Decentralized search engine & automatized press reviews

Version 1.7.8 : ergonomic enhancements

A month and a half after the last release, the version 1.7.8 of is now online. This new version is bringing ergonomic enhancements and a major round of fix for the known sources.

The enhancements are including some long awaited requests :

  • a slice date filter, with two inputs, to work on local results

  • a search input to easily find a particular source in the source box of a finished search, when there are more than 30 sources listed here

  • some "select all" / "select none" and "toggle selection" buttons when selecting results to export. Those buttons only affect the results visible in the current page (and it’s still possible to choose how many elements are listed on a page)

  • the list of the sources we’re waiting for, when a search is taking a noticeable time (which can be expanded from the search status line when there are less than 30 awaited sources)

  • a Cancel button that actually stops the running search where it is and let you work on the results (the previous solution was just refreshing the page, loosing the results, this is done via the recent JavaScript promise aborting API, thanks to a mention from @lutindiscret)

    • subsequently, a new setting appeared : a request timeout ; which automatically finish a search after 90s (but can be set to 0 to wait "forever")

  • a new source statistic line which displays the number of selected sources and the number of needed permissions to perform the next search, along with a button to give those permissions

In addition, every regular expressions of the 314 sources (which represent already 10k lines of formated JSON) have been screen for ReDOS vulnerabilities using RegexStaticAnalysis.

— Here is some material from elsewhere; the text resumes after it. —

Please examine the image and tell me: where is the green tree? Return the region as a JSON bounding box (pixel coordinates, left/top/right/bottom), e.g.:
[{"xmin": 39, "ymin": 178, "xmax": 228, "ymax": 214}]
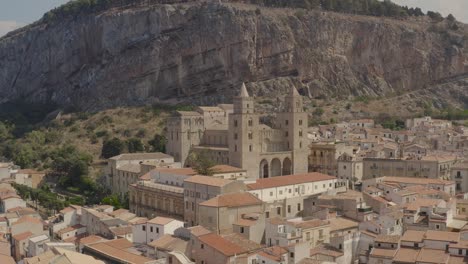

25 regex were flagged with exponential degree of ambiguity (EDA) or infinite degree of ambiguity (IDA) over 180 regex analysed. Each time it was related to unclear boundaries, multiple infinite quantifiers * or +, or an OR construct (a|a)* with an infinite quantifier.

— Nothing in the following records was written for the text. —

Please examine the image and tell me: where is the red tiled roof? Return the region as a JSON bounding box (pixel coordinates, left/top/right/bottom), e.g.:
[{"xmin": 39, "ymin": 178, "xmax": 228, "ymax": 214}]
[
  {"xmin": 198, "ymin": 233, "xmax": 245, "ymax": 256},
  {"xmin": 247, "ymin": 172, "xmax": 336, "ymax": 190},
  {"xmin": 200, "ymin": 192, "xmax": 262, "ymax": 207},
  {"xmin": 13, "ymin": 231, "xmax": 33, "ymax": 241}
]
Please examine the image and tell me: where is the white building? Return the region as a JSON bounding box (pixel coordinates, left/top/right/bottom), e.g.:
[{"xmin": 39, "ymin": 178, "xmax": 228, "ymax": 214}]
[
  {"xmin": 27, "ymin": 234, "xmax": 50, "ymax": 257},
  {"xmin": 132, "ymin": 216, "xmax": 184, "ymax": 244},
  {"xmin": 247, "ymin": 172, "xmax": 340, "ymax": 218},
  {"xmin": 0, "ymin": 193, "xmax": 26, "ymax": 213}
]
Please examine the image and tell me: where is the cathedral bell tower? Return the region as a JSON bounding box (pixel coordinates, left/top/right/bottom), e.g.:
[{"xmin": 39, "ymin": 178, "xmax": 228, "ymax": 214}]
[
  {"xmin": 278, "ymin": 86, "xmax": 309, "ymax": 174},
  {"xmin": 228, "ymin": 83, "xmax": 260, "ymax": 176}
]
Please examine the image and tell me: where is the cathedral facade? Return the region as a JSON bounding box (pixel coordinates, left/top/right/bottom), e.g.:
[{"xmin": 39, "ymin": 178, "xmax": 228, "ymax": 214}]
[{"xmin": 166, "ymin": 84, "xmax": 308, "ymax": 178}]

Surprisingly it have been possible for each case to improve the RegExp and have it passing the test and running faster (being more tightly bound to the subject to capture). For example, this simple and easy to read regular expression :

  • (\d+) (.) (\d) [1] ;

Captures a date (for instance : '23 july 2021') and was replaced by :

  • ^(\d{1,2}) ([^ ]{3,9}) (\d{4})$ [2] ;

Which captures the same date but with boundaries around the portion of string (^ at the beginning and $ at the end) and sharper descriptions of each field to capture (sharp number of digits), month name that can contain french accented letters (like décembre) but no spaces… Real life examples are usually a bit more complex but the main idea is here.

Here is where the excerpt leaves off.